It’s been a long time since I’ve done a good ungirly sort of post, so here goes…
When I was in high school, I was pretty sure I was going to be a stay-at-home mom. I hadn’t many experiences with kids and I rarely cooked, but that’s what I was going to do with my life. Sure, I’d play softball for awhile, but my plan was that as soon as I got married I’d give it all up to pop out some babies and take care of them forever. I’d cook, clean, homeschool, vaccuum in heels, drive a mini-van and the whole bit.
I even started practicing a little by cooking for my family. I didn’t get much enthusiasm from them about it; they’d eat whatever I made, but it was always like I got a pat on the head and then sent on my way.
It was never like I was doing something useful.
We could always go out and buy Wendy’s so it seemed like cooking real food was only a special occasion thing.
So I gave up.
I got my degree, joined the workforce, became really good at other things, and forgot about the whole stay-at-home mom thing.
However, my new church is a family-oriented, homeschool your kids kind of culture, and is reminding me of the plans I once had for my life.
Part of me rebels because I’ve been in the church (not specifically my new church, but the whole church body) long enough to be tired of seeing girls focus more on marriage and wifey-ness than they focus on God. I’m tired of the stay-at-home mom functional idol that’s promoted in the church. I want more than that. I want to know God.
I haven’t wanted to be a wife and mom for a long time. Of course I wanted a companion. I wanted someone to hold hands with and pray with, brush my teeth next to, but I’ve been afraid of losing God somewhere in the diaper-changing and dinner-on-the-table-when-he-gets-home lifestyle. I know that isn’t something that inherently happens when a girl gets married, but it doesn’t inherently not happen either, and I’ve seen plenty of wives become a bit too Stepford too fast, and lose everything else.
So I’m fighting an internal battle right now. I know I’d be fulfilled in serving suburbia just as much as in the killing fields of Cambodia, so this inner debate is a little silly.
This week was Spring Break. I hiked, wrote, cooked, read, cleaned, bought new sheets that actually fit my bed, and did all sorts of things I never have time to do after a full day of work… things that are valuable.
I had time to meet with 3 different girls for coffee. I HAD TIME!
We talked about sin, sovereignty, trust, the purpose of the church, etc… Excruciating vulnerability was easy this week because I wasn’t bogged down by teens whose middle-class parents pissed them off by taking away the cell phone for a week.
Teachers make a difference.
And I’m a decent teacher.
What if I could be meeting with 5 ladies a week? Right now, I’m able to meet with 1 without going insane. Might be cool huh? What if God has something different for me?

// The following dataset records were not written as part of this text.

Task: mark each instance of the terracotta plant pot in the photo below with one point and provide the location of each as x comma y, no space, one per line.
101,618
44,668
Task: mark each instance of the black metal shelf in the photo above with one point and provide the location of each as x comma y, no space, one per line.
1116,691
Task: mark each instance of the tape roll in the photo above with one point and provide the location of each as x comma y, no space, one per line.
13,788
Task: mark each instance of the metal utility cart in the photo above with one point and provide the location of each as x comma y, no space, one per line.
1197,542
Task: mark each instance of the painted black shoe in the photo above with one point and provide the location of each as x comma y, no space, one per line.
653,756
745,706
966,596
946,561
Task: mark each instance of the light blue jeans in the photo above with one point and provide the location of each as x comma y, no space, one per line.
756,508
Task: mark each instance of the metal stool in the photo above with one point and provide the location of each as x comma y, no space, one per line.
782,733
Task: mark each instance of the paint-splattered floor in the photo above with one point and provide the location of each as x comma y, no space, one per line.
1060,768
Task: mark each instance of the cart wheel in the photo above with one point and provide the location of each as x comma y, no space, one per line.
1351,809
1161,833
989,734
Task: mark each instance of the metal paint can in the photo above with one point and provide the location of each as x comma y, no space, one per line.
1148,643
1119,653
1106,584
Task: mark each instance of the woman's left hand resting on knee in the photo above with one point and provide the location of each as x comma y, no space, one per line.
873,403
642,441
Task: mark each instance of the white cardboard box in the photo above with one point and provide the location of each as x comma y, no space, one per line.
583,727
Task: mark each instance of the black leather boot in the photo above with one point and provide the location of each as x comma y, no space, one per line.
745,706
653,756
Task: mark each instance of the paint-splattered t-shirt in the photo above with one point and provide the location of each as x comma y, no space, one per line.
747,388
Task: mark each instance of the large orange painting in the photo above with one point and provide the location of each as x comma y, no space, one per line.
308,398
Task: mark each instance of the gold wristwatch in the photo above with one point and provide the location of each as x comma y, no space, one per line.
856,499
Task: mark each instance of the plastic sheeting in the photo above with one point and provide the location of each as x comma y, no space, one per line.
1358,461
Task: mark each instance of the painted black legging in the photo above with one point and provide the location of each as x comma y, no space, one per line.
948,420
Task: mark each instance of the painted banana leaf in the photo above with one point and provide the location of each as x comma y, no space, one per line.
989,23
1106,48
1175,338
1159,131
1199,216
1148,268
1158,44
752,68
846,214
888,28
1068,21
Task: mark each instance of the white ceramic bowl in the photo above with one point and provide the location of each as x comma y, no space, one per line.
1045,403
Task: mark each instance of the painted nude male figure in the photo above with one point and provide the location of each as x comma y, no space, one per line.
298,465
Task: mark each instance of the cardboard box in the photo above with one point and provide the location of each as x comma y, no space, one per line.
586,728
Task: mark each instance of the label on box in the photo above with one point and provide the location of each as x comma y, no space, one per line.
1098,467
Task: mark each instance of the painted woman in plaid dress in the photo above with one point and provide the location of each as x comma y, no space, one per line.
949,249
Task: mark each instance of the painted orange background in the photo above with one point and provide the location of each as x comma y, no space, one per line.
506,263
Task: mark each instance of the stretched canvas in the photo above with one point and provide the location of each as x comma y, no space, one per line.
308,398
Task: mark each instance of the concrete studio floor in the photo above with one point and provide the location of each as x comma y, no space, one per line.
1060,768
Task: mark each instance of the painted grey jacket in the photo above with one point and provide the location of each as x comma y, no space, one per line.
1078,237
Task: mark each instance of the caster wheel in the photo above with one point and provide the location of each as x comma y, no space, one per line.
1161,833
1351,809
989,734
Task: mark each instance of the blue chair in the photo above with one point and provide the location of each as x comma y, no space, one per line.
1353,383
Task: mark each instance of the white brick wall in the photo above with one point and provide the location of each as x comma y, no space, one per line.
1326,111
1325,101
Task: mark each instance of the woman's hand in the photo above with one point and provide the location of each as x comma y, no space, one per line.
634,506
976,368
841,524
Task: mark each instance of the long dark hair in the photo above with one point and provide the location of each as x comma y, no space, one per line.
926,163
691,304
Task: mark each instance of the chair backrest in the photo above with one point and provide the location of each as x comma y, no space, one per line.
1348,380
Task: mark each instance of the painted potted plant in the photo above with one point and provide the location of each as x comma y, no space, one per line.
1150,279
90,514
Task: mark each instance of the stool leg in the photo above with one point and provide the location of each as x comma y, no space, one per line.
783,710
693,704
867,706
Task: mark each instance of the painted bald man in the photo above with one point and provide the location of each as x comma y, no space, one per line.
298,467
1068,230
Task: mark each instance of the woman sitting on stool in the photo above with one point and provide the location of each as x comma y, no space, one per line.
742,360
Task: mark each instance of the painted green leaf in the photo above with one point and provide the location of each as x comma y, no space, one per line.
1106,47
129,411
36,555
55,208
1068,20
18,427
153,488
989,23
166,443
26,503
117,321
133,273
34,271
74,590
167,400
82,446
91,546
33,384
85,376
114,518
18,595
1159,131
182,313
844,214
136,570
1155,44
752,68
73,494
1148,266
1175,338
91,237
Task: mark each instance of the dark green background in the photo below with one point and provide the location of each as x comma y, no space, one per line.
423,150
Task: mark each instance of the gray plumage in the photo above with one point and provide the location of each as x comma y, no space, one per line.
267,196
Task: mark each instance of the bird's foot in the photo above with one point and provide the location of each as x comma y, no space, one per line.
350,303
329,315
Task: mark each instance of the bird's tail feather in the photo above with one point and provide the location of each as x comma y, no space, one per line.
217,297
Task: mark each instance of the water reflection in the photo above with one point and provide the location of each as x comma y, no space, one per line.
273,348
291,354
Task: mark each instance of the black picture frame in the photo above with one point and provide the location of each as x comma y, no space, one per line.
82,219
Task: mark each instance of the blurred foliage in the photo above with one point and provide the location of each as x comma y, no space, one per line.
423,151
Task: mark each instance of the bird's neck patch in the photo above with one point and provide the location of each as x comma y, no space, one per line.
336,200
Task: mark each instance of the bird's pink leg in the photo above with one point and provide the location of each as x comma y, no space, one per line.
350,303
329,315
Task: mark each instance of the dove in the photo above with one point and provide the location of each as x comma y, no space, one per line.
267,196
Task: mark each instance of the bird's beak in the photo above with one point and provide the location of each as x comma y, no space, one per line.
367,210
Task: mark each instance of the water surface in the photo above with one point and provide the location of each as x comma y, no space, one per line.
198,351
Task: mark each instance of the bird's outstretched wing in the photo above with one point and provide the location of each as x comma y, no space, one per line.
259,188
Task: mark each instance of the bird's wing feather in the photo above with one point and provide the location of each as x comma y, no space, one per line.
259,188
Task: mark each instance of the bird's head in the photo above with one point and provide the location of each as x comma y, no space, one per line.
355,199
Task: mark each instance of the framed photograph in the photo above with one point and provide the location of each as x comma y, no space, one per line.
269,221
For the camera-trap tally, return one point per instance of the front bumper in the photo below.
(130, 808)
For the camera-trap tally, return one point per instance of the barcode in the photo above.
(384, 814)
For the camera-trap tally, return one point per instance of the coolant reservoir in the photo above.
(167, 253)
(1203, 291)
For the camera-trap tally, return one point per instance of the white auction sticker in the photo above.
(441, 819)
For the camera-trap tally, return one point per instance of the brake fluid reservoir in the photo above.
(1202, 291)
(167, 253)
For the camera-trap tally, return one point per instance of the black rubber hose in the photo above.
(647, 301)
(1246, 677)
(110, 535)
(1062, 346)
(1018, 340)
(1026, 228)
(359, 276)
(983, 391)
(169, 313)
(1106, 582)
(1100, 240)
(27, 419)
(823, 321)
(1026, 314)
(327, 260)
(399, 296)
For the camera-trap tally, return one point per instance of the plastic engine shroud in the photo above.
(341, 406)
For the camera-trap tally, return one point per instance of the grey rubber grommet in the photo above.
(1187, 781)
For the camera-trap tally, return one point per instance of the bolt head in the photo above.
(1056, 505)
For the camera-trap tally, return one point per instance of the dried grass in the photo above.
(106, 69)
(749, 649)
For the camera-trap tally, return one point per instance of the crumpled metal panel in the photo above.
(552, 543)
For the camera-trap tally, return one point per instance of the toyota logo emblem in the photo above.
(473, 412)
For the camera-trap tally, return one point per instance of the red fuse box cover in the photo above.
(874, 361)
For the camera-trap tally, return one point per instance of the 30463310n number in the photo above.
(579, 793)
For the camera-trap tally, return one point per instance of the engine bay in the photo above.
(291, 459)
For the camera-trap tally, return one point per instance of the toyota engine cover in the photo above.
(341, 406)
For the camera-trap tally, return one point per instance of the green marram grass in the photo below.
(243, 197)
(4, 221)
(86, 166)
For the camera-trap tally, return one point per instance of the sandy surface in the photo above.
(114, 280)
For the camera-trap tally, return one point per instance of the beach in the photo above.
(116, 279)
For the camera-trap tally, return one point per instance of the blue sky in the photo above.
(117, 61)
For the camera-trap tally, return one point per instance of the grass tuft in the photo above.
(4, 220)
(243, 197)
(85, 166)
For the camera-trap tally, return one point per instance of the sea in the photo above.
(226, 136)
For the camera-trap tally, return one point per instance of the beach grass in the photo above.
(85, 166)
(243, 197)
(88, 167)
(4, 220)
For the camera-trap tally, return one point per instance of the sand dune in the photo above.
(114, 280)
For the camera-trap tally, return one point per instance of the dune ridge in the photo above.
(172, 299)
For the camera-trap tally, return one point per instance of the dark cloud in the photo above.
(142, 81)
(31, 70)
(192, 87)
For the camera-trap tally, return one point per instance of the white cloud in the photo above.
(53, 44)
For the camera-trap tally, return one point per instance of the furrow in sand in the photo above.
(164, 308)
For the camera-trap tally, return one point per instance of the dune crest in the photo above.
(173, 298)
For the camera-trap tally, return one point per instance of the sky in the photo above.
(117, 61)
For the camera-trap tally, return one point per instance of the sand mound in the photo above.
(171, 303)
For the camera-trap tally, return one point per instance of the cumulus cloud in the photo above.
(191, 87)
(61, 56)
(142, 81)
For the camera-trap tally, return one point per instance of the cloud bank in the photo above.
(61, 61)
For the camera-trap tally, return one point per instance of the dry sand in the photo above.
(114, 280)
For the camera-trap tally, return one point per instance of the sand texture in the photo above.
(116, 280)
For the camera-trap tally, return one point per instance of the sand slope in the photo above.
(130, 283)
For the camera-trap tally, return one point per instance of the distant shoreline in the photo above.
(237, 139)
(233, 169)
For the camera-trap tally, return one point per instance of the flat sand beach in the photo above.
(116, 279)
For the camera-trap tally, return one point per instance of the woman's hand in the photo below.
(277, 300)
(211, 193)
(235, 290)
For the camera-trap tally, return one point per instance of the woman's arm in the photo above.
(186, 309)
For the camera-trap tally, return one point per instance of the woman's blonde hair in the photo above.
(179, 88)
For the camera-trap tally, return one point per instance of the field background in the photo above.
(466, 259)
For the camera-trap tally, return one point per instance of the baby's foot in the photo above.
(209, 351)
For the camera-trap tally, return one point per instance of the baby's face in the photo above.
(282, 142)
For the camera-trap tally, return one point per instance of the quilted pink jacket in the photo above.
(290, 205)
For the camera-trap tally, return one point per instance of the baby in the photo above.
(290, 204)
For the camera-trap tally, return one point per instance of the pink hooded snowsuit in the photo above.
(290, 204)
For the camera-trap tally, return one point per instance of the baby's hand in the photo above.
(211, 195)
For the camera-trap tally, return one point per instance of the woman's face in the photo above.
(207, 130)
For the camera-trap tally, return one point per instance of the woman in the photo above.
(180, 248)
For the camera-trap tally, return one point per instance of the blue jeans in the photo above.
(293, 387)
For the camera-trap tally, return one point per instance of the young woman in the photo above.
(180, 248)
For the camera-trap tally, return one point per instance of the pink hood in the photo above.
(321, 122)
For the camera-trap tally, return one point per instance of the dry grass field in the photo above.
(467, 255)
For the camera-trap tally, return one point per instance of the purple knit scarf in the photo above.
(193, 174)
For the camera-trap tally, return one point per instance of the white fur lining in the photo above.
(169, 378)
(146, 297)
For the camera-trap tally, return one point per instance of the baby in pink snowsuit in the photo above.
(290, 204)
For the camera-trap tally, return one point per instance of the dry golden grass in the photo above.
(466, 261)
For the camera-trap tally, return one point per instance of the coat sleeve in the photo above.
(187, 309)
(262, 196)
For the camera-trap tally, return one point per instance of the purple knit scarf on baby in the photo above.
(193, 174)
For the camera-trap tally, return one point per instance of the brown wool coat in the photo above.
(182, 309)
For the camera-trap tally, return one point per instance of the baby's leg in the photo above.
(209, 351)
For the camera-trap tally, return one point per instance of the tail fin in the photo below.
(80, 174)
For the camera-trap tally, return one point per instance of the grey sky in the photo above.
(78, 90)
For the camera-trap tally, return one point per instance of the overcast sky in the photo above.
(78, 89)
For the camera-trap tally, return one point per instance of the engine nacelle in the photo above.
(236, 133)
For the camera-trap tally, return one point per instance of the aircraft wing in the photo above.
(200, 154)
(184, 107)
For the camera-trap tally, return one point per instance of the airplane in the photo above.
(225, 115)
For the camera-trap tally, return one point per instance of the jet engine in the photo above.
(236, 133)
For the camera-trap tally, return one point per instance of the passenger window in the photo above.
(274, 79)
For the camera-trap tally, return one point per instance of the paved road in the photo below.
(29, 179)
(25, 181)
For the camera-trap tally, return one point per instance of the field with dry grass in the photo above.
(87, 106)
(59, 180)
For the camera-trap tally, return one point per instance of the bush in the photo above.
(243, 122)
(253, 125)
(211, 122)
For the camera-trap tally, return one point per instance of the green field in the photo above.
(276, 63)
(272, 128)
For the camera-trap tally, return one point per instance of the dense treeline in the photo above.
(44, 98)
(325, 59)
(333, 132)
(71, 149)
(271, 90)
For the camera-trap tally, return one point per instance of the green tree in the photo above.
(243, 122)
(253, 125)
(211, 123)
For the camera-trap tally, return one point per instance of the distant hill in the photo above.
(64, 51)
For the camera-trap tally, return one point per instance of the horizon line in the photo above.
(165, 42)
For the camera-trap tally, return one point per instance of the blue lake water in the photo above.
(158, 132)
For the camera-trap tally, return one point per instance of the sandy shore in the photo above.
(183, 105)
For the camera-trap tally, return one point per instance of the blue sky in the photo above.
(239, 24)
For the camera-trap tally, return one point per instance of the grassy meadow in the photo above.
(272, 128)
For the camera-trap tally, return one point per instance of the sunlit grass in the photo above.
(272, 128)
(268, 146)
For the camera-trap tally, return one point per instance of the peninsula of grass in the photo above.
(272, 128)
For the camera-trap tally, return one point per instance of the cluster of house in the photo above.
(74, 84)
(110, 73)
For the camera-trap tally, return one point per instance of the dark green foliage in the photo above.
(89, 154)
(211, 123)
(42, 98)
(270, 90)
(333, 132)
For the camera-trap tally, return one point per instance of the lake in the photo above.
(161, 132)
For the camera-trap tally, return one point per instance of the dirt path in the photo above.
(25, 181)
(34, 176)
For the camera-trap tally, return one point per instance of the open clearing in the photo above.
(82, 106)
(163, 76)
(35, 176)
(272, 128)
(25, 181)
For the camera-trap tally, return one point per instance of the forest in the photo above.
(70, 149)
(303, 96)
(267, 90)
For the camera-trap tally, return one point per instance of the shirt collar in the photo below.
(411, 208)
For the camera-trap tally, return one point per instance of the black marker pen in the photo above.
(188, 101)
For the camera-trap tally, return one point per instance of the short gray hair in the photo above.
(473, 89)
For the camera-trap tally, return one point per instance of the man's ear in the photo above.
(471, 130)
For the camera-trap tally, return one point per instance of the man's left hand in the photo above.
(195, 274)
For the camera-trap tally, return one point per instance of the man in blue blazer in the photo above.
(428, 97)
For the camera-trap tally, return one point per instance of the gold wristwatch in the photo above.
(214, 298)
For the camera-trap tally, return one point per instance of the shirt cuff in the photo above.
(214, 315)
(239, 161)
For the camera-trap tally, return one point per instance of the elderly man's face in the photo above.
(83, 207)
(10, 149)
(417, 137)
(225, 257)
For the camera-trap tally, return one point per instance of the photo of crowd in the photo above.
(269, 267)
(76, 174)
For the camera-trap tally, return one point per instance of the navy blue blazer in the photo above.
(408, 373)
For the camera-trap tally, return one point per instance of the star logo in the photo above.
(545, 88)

What if teaching isn’t for me any more?
At the end of every school year, I evaluate my career track. Overseas missions, writing, barrista-ing part-time, continuing teaching, and any number of other things go back on the table and I consider what God would have me do. Amid that, all of the being domestic stuff surrounding me right now has me wondering if I ought to quit teaching. All of this writerly stuff seems pretty conducive to that as well.
What does the bible say about this?
Titus 2:5 tells women to be “workers in the home” and 1Timothy 5:15 mentions keeping house. Other than that, I didn’t find a whole lot of biblical backing for a women in the kitchen mentality. But it’s there. No matter how few verses there are, it’s there. Of course both of these verses apply to specifically to wives, but it’s something to think about…
I clearly don’t know what I think about it, so feel free to let me know what you think about those two verses, church culture and how domestic women ought to be. 🙂 Because I’m still just nurturing the delicate flower and have a lot of blooming to do before I’ve got this worked out in my head.
Here’re some pictures of my Spring Break ungirly endeavors. 🙂
Oh – I should probably tell you why I wanted to make a roast, huh? I was doing research and ran across a stat that I’ve forgotten and will now proceed to incorrectly try to reproduce: 50 years ago, something like 80% of new wives knew how to cook a roast when they got married. Only like 40% know nowadays. Don’t trust me, though, I definitely don’t remember the stat.
On to the pictures:
For those of you who are serious about cooking and whatnot, I did some marinating in wine and worcheshire sauce, and I stuffed cloves of garlic into little holes in the meat… and I didn’t do much else. I stole those things from various recipes because for some reason, I never love entire recipes. I like little bits of them, which I steal and combine. Real chefs are like that 😉 We never measure anything either.